How Are You?

How Are You?

This was the first work I embarked upon after graduating in 2013 — at the end of seven complicated years that had asked a great deal of me. It has taken many forms since: born on the streets of London, interrupted by a pandemic that paradoxically gave the work new life, displaced by a move to Margate, and relaunched in 2025 with a clarity that only time and distance could provide. It is not finished yet.

The Instruction

There are no excuses. You make art in any way you can. Materials are not a barrier — use what you can.”
My uncle Ernst Gottschalk said that to me in 1981, and I have never put it down.

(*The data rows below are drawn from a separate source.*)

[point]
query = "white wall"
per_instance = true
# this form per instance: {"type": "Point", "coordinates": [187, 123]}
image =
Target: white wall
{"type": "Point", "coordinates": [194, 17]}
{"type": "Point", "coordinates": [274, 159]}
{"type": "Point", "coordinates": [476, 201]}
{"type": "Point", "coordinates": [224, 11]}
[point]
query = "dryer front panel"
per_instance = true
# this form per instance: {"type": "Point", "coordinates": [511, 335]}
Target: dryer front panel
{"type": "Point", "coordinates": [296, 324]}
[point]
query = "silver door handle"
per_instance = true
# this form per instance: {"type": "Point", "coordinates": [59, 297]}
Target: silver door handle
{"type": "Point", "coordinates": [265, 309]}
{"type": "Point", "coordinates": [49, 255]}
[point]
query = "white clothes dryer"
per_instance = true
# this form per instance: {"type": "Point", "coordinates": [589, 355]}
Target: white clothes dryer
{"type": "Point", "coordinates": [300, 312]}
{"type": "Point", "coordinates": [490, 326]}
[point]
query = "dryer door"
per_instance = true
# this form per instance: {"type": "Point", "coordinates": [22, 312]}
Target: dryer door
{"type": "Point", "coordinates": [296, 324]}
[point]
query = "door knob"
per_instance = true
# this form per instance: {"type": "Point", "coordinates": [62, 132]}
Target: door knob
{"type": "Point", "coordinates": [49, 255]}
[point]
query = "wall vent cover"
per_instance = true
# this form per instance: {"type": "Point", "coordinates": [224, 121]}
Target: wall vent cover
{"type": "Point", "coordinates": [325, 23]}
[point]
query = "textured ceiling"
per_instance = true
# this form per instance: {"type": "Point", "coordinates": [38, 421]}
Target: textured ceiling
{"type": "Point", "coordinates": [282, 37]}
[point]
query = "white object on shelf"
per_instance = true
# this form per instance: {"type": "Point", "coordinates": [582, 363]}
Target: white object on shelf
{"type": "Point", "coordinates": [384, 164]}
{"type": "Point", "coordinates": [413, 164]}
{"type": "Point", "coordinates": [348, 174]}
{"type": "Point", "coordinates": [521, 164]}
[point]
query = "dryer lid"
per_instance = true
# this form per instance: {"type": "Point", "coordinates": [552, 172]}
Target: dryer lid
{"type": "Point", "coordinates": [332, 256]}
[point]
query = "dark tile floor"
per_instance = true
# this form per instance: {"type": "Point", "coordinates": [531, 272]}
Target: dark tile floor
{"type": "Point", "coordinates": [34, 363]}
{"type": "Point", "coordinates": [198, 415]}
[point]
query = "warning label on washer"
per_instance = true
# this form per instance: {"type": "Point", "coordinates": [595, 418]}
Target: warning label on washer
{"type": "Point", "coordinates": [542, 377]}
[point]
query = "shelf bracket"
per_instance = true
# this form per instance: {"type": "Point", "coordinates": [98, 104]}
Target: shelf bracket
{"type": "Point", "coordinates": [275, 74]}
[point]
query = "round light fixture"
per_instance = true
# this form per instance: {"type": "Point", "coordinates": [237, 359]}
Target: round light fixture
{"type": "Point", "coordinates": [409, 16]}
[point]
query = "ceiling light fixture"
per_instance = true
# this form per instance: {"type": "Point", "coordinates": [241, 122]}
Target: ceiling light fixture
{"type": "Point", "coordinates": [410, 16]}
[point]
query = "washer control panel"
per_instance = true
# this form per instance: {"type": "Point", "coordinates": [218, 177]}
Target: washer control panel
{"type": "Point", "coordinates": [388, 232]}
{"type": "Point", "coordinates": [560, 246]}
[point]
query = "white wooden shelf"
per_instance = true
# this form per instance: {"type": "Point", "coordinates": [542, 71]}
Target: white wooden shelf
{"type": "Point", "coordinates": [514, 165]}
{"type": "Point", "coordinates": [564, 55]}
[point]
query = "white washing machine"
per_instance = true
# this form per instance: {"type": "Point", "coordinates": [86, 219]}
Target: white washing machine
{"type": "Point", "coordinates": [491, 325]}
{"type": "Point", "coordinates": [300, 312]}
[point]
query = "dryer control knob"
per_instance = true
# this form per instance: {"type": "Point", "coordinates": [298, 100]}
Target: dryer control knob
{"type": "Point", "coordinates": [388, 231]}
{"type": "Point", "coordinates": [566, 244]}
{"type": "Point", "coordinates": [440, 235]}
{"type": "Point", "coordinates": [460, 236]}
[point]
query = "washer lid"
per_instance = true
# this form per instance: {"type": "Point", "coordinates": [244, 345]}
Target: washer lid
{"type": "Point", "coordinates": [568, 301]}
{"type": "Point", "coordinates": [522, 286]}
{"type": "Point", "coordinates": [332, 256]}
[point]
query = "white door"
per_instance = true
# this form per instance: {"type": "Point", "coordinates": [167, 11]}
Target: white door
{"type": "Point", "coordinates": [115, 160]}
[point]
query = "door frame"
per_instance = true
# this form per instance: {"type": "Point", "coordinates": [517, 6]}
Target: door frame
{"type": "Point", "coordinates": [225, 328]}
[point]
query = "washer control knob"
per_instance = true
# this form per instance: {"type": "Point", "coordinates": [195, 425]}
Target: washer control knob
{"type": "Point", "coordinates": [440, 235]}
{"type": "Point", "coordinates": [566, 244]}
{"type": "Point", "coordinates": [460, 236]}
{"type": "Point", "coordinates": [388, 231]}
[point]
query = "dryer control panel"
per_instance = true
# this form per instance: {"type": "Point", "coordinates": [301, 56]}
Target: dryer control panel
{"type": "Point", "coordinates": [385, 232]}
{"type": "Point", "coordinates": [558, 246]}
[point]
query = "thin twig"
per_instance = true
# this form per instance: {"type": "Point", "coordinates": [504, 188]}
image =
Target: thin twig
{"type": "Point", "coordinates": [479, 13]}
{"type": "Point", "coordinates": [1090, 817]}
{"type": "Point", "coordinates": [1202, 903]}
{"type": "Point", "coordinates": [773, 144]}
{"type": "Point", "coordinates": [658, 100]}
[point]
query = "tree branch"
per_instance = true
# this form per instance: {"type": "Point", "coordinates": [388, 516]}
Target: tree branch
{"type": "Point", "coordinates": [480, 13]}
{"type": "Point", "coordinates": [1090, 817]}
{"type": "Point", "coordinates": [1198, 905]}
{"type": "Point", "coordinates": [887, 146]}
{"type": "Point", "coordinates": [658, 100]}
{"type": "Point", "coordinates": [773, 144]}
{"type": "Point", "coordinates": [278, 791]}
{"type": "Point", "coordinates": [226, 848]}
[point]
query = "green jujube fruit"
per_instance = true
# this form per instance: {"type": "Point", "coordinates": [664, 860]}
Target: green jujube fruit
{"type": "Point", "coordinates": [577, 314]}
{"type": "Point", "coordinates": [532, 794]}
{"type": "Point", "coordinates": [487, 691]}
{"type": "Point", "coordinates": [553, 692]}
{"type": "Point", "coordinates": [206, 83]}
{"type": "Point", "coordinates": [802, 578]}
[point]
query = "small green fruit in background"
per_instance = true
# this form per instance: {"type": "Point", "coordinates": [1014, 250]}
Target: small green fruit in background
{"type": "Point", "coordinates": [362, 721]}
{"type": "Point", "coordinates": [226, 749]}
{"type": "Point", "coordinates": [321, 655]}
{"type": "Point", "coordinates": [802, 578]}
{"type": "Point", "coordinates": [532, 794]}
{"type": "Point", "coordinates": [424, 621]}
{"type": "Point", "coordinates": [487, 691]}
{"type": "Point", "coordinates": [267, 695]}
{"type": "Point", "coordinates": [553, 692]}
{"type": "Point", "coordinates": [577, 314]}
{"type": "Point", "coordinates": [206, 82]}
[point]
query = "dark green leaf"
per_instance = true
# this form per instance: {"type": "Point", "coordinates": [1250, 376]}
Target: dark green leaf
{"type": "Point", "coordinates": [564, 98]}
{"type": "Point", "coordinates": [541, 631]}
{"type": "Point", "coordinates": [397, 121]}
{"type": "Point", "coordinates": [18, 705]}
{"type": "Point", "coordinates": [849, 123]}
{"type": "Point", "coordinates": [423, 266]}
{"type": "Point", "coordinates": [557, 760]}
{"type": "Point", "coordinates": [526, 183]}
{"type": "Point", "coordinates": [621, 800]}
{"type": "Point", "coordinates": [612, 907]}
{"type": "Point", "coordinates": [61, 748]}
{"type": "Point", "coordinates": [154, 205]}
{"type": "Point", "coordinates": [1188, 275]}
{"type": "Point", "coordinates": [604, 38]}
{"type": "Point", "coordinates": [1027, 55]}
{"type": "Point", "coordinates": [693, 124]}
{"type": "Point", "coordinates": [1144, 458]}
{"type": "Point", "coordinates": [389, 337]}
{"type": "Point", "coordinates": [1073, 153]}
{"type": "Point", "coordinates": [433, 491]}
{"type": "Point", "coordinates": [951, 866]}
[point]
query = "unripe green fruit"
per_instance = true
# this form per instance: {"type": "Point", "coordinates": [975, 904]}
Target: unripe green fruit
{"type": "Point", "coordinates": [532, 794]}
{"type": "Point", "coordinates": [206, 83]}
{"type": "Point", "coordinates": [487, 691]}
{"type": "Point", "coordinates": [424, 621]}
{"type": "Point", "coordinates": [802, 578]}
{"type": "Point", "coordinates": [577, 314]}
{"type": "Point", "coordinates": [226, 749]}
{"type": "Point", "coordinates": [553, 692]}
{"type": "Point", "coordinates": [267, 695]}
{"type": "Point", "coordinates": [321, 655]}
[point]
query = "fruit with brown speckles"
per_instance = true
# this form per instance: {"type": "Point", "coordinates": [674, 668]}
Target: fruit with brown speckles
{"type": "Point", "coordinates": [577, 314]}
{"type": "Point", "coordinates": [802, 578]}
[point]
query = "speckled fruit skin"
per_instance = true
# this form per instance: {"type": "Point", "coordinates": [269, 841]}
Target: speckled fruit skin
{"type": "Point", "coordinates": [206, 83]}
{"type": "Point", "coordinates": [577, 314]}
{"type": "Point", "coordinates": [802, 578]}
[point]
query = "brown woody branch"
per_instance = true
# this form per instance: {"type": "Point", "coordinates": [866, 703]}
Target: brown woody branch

The answer to the question is within the question. Mine was: what kind of work can I make when work occupies almost everything? The answer was the forty minute walk I was already making — each way, through the heart of London, past the Tate, over the Millennium Bridge, along Fleet Street. I passed the same people regularly. We never spoke. I made a card and tried to hand it out. The resistance was considerable. The unwritten code holds.

I was not entirely comfortable breaking it myself. The only people who had ever offered me anything on a London street were handing out discount sandwich vouchers or religious tracts.
The card said You Are Unique. It was a statement, not a question — which perhaps says something about where I was. The desire to connect, held at arm’s length. I have come to understand this as something close to the engine of my work.

The Pandemic

Then the pandemic emptied the streets entirely. An unexpected gift — London to myself. Unlike most, I worked all the way through the pandemic and got to see London at low tide, if you like. And a then a question: what were the actual effects? Were there benefits? I didn’t want to make a point. I was curious. I changed the approach from an affirmation to a question. How Goes It? The project moved entirely online.

Then the tide turned – the streets filled — seemingly beyond what they had been before. The commute became a press of bodies, a competition for space and time. London had become yet further somewhere to endure. We needed air. By August 2022 we were in Margate. It took time to find my footing.

The Return

Eventually I did, and by April 2025 I was ready to tackle this project again, to ask the question again — simpler this time, stripped of any fixed moment. Simply: How are you? How were you? How do you think you’ll be?

The image above was made from the responses. There is a plan, in conjunction with East Kent Hospitals Charity, to install it as a mural at QEQM Hospital. An I will offer limited edition archival print.